Working with various data formats spread across many locations is very time consuming. Slicing is difficult when you are forced to download larger chunks than necessary to answer queries. Metadata is hard to manage when it is split across thousands of files.

Why TileDB for geospatial?

When all your data uses the same data model it becomes a lot easier to work with. TileDB supports geospatial data in a unified way (dense and sparse multi-dimensional arrays, as well as dataframes). As an open-source, embedded C++ library and powerful array format, TileDB has numerous APIs and integrates well with compute and visualization tools. Large datasets can be stored on multiple backends ranging from a local filesystem to cloud storage providers such as Amazon S3. This makes TileDB a natural fit for geospatial datasets.

TileDB has integrations with many tools that already exist within Python, such as Dask, xarray and Pandas, as well as with geospatial-specific frameworks, such as Rasterio, Python-PDAL, GeoPandas and our own open-source library for NetCDF and HDF-like data: TileDB-CF-Py.

The workshop

In this workshop we will explore how to efficiently work with large dense and sparse arrays. We will explore some of the key features of the underlying TileDB library: parallelized read and write operations, multiple compression formats, time traveling (i.e., the ability to recover data stored at previous timepoints), and flexible encryption.

Several examples will be provided, and you will have an opportunity to follow along on your laptop. All material and instructions will be available as Jupyter Python notebooks in a GitHub repo. You will learn how to work with dense arrays (satellite images, weather maps, time series) and sparse arrays (point clouds such as LiDAR and SONAR data). We will show the following capabilities:

  • Creating, storing and slicing arrays
  • Querying arrays with SQL and Pandas
  • Combining data from different types of arrays
  • Ingesting trillions of LiDAR points in minutes
  • Data versioning on specific array tiles
  • Building reproducible delayed data pipelines

Authors and Affiliations

Margriet Groenendijk, Norman Barker, Julia Dark
TileDB Inc.

Level

2 - Basic.
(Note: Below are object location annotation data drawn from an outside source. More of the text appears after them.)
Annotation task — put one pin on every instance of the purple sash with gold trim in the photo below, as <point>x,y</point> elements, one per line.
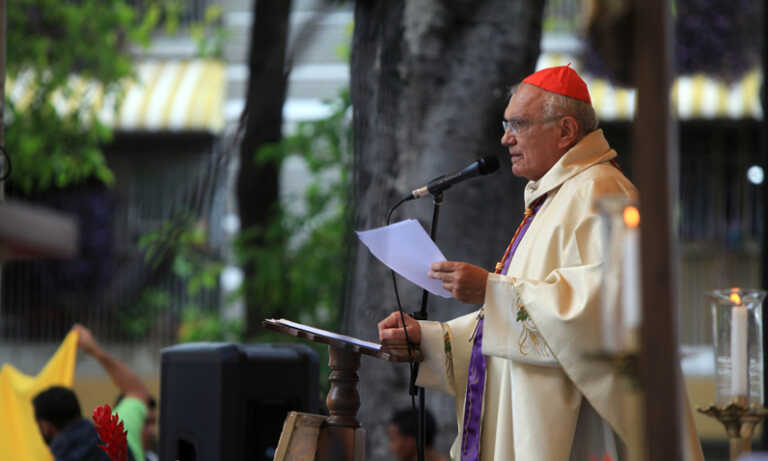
<point>473,403</point>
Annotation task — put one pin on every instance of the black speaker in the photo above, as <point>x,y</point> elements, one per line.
<point>224,401</point>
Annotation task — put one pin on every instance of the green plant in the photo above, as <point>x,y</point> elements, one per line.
<point>65,55</point>
<point>301,277</point>
<point>181,246</point>
<point>54,136</point>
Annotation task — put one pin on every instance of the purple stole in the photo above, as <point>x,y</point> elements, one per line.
<point>473,402</point>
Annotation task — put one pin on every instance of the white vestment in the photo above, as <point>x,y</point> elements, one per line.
<point>543,399</point>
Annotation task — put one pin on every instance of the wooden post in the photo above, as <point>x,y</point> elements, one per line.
<point>342,438</point>
<point>655,168</point>
<point>343,399</point>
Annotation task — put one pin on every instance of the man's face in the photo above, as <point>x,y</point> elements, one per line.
<point>402,446</point>
<point>533,148</point>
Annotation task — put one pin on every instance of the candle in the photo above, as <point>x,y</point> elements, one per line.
<point>739,374</point>
<point>631,277</point>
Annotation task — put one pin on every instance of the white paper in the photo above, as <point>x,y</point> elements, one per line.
<point>406,248</point>
<point>329,334</point>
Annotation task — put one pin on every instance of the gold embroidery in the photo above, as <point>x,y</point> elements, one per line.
<point>448,352</point>
<point>529,340</point>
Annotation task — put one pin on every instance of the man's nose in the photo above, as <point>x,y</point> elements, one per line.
<point>507,138</point>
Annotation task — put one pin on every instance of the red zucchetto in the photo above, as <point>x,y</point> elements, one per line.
<point>561,80</point>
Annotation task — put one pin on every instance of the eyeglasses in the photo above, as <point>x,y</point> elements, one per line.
<point>517,125</point>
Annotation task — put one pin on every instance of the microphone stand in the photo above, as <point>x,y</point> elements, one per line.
<point>437,200</point>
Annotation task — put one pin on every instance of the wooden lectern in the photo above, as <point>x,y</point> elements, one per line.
<point>308,437</point>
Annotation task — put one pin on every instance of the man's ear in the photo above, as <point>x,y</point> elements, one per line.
<point>569,131</point>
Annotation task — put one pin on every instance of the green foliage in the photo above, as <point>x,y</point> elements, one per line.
<point>181,245</point>
<point>198,325</point>
<point>56,47</point>
<point>302,278</point>
<point>300,257</point>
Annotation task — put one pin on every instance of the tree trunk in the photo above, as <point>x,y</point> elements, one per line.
<point>429,86</point>
<point>262,120</point>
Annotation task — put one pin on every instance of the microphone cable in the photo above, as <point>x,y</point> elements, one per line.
<point>411,361</point>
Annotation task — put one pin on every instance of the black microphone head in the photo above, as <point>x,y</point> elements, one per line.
<point>488,164</point>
General basic knowledge is required.

Requirements for the Attendees

All examples can use either TileDB Embedded or TileDB Cloud. TileDB Embedded is the open-source embedded library and array format (https://github.com/TileDB-Inc/TileDB). TileDB Cloud (https://cloud.tiledb.com/auth/signup) is SaaS built on TileDB Embedded and adds extra features for data governance and infrastructure automation.

Attendees using TileDB Embedded will configure their own Python environments on their local machines. Free credits will be provided to attendees who choose to use TileDB Cloud, which comes with Jupyter Lab environments preloaded with popular geospatial packages. Attendees using TileDB Cloud will also be able to share data with each other within the workshop without setting up AWS IAM roles, and they will be able to process distributed computations without configuring large clusters.

However you prefer to work, we will be available to help you through the examples!

Margriet is the Developer Advocacy Lead at TileDB and is based in the UK and has a background in environmental sciences and climate research. She has a passion for both learning and teaching the many different ways to work with and understand diverse data.